How could I prove the theorem??
I think an idea to prove that $g\in R(\alpha)$ on $[a,b]$  is using the definition (but using $f$). So I have 
$$\left\lvert\sum_{k=1}^nf(t_k)\left(\alpha(x_k)-\alpha(x_{k-1})\right)-\int_a^bf\,d(\alpha(x)) \right\rvert <\varepsilon.$$ 
How can I make a relation between $g$ and $f$ on the definition?
NOTE: $BV$ means bounded variation and $R(\alpha)$ means Riemann-Stieltjes integrable on $\alpha$.
 A: It suffices to show that if $h$ is zero everywhere except at one point then it is $\alpha$ integrable and $\int h=0$. 
Indeed, if we show that then $g-f \in R(a)$ and since $f\in R(a)$ then $ (g-f)+f \in R(a)$ and $\int g = \int ((g-f) +f) = \int g-f + \int f =0+\int f$.
Let $\epsilon >0$, from continuity of $\alpha$ we can find $\delta  $ such that 
$|a(x) -a(c)    |<\dfrac{\epsilon   }{2| g(c) -f(c)|}$ whenever $|x-c|<\delta$.
We will actually show that $|f-g| \in R(a)$ and $\int |f-g|=0$ and at the end we will see that this is indeed enough.
Take any partition $P$, with points $x_1,x_2,\cdots, x_n$ and mesh less than $\delta$ i.e. $|x_{i+1}-x_i|<\delta$
Now, $\text{U}(|g-f|) = \sum_{i=1}^n  M(|g-f|)_{x_i,x_{i+1}}(a(x_{i+1}) - a(x_i) )$. Notice that  $M(|g-f|)_{x_i,x_{i+1}}$ is zero when $c\not \in [x_i,x_{i+1})$ since $|g-f|$ is everywhere zero there.

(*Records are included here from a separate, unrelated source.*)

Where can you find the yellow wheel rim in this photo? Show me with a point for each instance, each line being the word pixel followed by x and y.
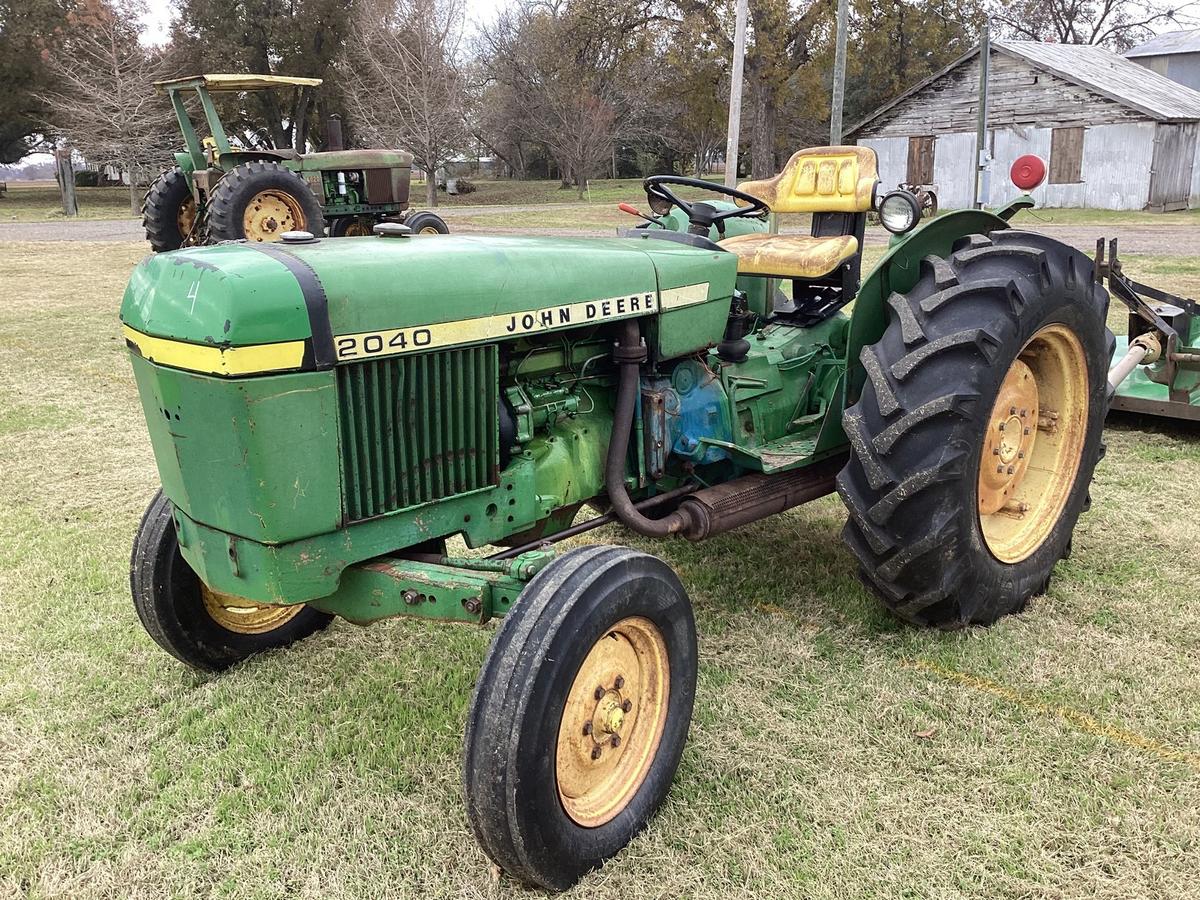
pixel 613 720
pixel 270 214
pixel 185 219
pixel 246 617
pixel 1033 444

So assume that $c\in [x_j,x_{j+1})$ then 
$M(|g-f|)_{x_j,x_{j+1}} = | g(c) -f(c)|$.
So, 
\begin{align}
\text{U}(|g-f|)&= |g(c) - f(c)| |a(x_j) - a(x_{j+1})|\\
&\leq|g(c) - f(c)| |a(x_j) -a(c)|+|g(c) - f(c)| |a(c) - a(x_{j+1})|\\
&<\frac{\epsilon}{2} + \frac{\epsilon}{2}\\
&=\epsilon
\end{align}
Notice that $|g-f| =g-f$ if $g(c)-f(c)>0$ or $|g-f|= f-g$ otherwise. In the second case you can just use that if $g\in R(a)$ then $-g \in R(a)$ and $\int -g = -\int g$.